>What about lost opportunity cost though? Or the cost of failure?
Well for a high school grad today, most likely the opportunity cost is minimum wage service sector jobs. Those "temporary" jobs are also really easy to get stuck in for life. That's not a good life.
>Only about a quarter got the paper in the end; the rest either withdrew or flunked out. And from what I understand, 75% starting but failing to achieve a degree isn't atypical for that course.
What happens to those students? The ones that take on debt and then realize far too late that they can't handle the workload and have nothing to show for it but student debt, years of lost income, and no degree to show for it?
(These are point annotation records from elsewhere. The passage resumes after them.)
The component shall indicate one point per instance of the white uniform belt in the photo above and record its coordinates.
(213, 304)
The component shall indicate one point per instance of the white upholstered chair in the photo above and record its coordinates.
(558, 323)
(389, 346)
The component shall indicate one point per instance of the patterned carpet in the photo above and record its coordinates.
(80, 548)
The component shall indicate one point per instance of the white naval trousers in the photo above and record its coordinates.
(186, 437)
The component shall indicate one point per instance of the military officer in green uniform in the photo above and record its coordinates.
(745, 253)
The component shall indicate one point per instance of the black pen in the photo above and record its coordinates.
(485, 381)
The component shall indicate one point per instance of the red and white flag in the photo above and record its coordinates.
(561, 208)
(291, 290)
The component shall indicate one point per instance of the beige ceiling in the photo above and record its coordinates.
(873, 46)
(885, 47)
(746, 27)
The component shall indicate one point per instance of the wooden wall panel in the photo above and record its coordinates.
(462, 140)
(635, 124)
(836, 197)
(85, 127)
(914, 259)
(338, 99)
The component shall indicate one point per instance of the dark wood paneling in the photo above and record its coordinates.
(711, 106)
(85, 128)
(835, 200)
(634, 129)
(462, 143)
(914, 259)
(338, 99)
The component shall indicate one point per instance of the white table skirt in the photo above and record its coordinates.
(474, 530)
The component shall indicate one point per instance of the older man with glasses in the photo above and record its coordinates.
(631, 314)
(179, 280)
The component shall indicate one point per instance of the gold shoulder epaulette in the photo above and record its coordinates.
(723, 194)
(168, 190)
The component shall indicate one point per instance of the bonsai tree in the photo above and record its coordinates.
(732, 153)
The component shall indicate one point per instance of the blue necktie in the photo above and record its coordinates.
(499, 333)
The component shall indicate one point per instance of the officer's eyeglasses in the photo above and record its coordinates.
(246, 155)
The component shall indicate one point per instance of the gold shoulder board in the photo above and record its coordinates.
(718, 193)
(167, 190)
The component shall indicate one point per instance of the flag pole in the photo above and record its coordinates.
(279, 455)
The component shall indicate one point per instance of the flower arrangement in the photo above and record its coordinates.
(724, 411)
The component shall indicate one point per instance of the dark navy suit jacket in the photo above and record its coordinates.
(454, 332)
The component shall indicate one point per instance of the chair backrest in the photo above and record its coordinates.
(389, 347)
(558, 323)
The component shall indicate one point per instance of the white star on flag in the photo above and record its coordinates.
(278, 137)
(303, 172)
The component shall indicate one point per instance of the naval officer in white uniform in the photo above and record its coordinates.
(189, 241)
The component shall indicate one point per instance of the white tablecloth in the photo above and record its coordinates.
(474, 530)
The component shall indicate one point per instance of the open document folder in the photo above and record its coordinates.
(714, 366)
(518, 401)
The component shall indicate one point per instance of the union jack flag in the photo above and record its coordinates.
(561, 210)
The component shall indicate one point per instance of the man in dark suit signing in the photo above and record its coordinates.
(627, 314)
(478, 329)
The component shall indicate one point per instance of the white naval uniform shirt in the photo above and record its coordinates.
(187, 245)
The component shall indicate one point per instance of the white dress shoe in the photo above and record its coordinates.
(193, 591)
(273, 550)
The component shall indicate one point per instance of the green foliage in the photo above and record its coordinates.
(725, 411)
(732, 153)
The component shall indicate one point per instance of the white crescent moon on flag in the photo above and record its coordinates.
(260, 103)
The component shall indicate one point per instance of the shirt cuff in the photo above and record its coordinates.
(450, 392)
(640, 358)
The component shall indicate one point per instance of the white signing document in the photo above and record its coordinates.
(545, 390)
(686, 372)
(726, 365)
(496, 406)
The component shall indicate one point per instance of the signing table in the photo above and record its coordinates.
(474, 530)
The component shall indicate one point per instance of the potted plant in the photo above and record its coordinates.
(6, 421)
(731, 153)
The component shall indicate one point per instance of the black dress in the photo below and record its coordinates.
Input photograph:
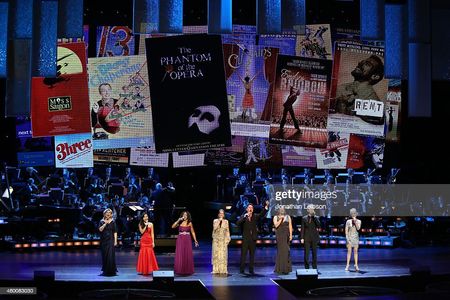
(107, 247)
(283, 264)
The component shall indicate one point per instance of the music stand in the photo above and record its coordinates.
(116, 189)
(56, 195)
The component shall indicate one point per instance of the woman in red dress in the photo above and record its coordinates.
(147, 261)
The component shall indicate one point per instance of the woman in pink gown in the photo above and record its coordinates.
(184, 260)
(147, 260)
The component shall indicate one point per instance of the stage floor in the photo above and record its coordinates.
(84, 265)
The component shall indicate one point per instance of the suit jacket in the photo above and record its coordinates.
(249, 229)
(310, 229)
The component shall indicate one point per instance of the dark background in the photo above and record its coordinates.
(422, 154)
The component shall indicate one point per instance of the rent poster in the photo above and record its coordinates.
(188, 92)
(114, 41)
(112, 156)
(365, 152)
(285, 42)
(358, 89)
(120, 102)
(298, 156)
(250, 74)
(316, 43)
(60, 105)
(393, 111)
(74, 151)
(147, 156)
(32, 152)
(336, 153)
(300, 102)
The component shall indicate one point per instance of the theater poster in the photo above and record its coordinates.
(242, 34)
(120, 102)
(119, 156)
(250, 73)
(195, 29)
(316, 43)
(188, 92)
(74, 151)
(228, 156)
(84, 39)
(393, 111)
(300, 102)
(115, 41)
(299, 156)
(334, 156)
(365, 152)
(147, 156)
(358, 89)
(188, 159)
(60, 105)
(258, 152)
(285, 42)
(32, 152)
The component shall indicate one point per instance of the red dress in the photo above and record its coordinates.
(147, 261)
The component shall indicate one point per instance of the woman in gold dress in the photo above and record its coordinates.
(221, 238)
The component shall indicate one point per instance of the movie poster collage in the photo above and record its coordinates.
(241, 99)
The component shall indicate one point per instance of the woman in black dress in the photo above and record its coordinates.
(108, 240)
(283, 230)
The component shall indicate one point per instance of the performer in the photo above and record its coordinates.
(249, 235)
(221, 238)
(310, 235)
(352, 227)
(147, 261)
(108, 240)
(283, 227)
(184, 260)
(288, 108)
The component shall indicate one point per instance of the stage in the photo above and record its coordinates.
(84, 266)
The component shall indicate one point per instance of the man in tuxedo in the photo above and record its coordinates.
(310, 235)
(249, 223)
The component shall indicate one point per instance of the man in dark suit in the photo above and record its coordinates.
(249, 223)
(310, 235)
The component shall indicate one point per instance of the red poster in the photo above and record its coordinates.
(60, 105)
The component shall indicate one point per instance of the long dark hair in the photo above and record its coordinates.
(189, 220)
(141, 222)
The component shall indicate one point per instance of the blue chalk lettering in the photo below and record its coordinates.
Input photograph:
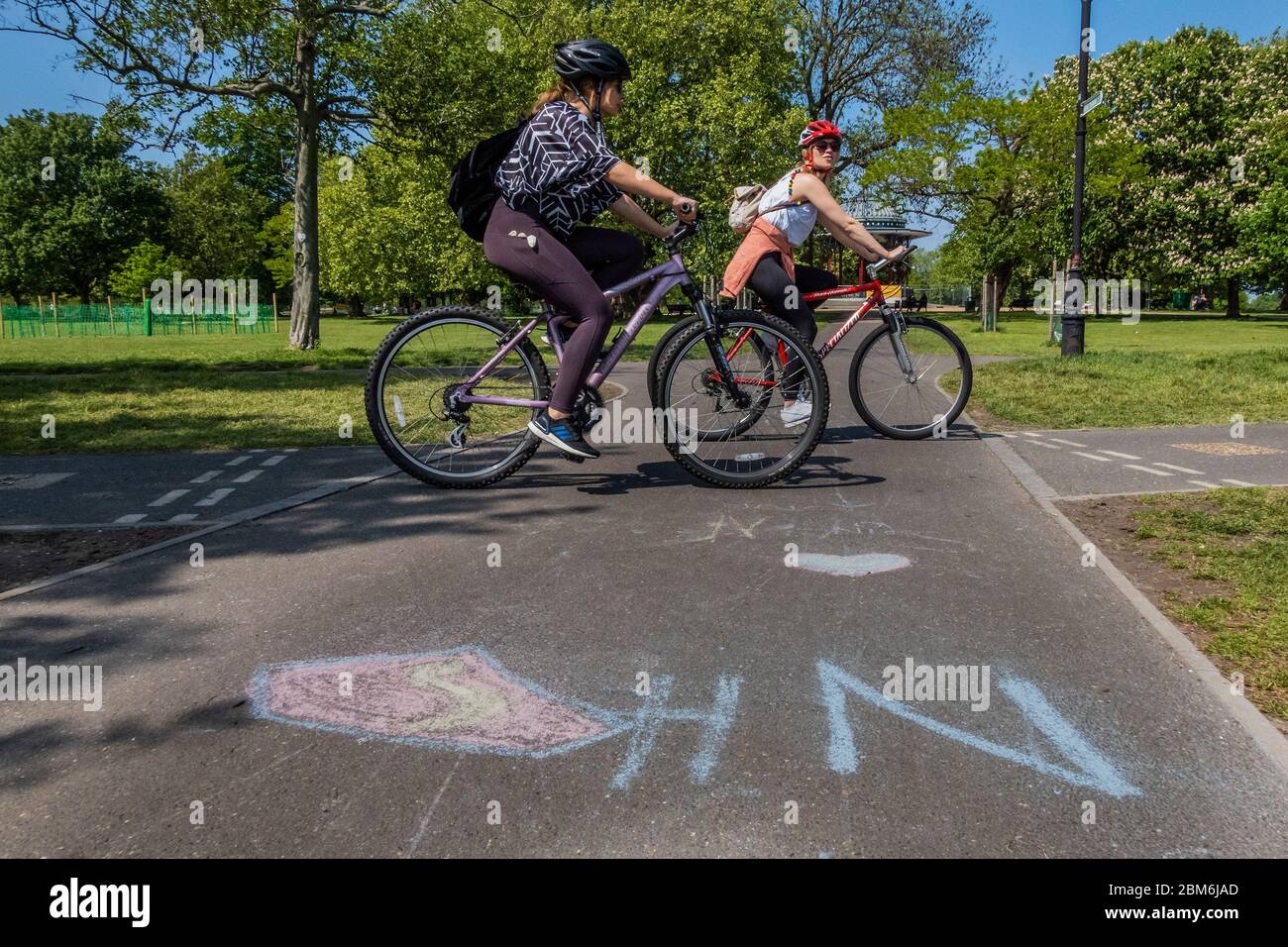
(1093, 768)
(653, 714)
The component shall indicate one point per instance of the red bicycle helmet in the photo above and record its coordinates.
(820, 128)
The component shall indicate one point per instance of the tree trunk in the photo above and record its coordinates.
(305, 302)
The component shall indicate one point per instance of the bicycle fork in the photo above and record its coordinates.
(712, 338)
(901, 351)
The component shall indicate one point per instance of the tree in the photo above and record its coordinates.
(141, 266)
(71, 205)
(708, 108)
(1189, 101)
(1262, 223)
(214, 222)
(858, 58)
(333, 63)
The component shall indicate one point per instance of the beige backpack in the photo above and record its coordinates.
(745, 208)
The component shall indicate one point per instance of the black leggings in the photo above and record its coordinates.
(774, 287)
(572, 274)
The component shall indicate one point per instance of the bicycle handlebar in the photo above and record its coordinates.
(684, 231)
(883, 263)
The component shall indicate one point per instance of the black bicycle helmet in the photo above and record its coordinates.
(592, 58)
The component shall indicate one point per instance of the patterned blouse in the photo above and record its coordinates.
(561, 161)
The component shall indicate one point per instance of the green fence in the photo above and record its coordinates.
(35, 322)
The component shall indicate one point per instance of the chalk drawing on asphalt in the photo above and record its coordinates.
(1087, 766)
(465, 699)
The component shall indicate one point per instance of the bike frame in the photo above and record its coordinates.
(665, 277)
(875, 298)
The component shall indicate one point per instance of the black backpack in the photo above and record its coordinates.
(473, 191)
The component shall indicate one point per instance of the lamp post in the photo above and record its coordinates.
(1072, 324)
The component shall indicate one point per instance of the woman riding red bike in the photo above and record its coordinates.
(559, 174)
(789, 213)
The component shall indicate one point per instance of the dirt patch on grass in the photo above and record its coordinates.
(1166, 579)
(31, 554)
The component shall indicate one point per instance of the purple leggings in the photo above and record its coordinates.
(572, 274)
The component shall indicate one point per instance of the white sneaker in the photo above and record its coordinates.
(797, 412)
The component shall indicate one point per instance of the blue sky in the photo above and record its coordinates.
(1028, 37)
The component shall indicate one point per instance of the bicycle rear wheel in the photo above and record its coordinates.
(412, 412)
(909, 399)
(737, 438)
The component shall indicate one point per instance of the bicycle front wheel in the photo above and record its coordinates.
(415, 418)
(907, 384)
(735, 436)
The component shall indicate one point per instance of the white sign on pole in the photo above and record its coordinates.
(1087, 105)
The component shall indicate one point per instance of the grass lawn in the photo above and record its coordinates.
(217, 392)
(1219, 565)
(193, 392)
(1162, 371)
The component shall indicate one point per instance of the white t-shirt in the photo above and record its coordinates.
(795, 222)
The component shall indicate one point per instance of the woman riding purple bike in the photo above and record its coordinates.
(559, 174)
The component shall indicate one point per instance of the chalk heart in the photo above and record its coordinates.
(851, 566)
(450, 698)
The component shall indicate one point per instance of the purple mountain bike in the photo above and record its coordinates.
(451, 390)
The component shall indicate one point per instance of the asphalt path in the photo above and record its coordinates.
(614, 660)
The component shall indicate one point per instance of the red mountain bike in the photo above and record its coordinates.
(909, 377)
They're fucked, but at least they know where they stand. They should know their chances with the standardized testing somewhat. You definitely shouldn't go to college if you don't have the aptitude or motivation, but you should go to some sort of trade school: electrical, carpentry, plumber, etc. The safest path to college is graduated study, community college for the AA, then full blown university for the last two. At least you get an AA degree, and if you can't handle community college, at least it isn't very expensive.
>And even for those of us that made it though, I'm... still uncertain it was worth the price. Not just in dollars.
The value proposition is pretty muddied with the negligent inflation of tuition over the past few decades, that is a certainty. Unless you are Ivy League, any college will do. I'm fortunate to live in a state where tuition for public college is on the lower end.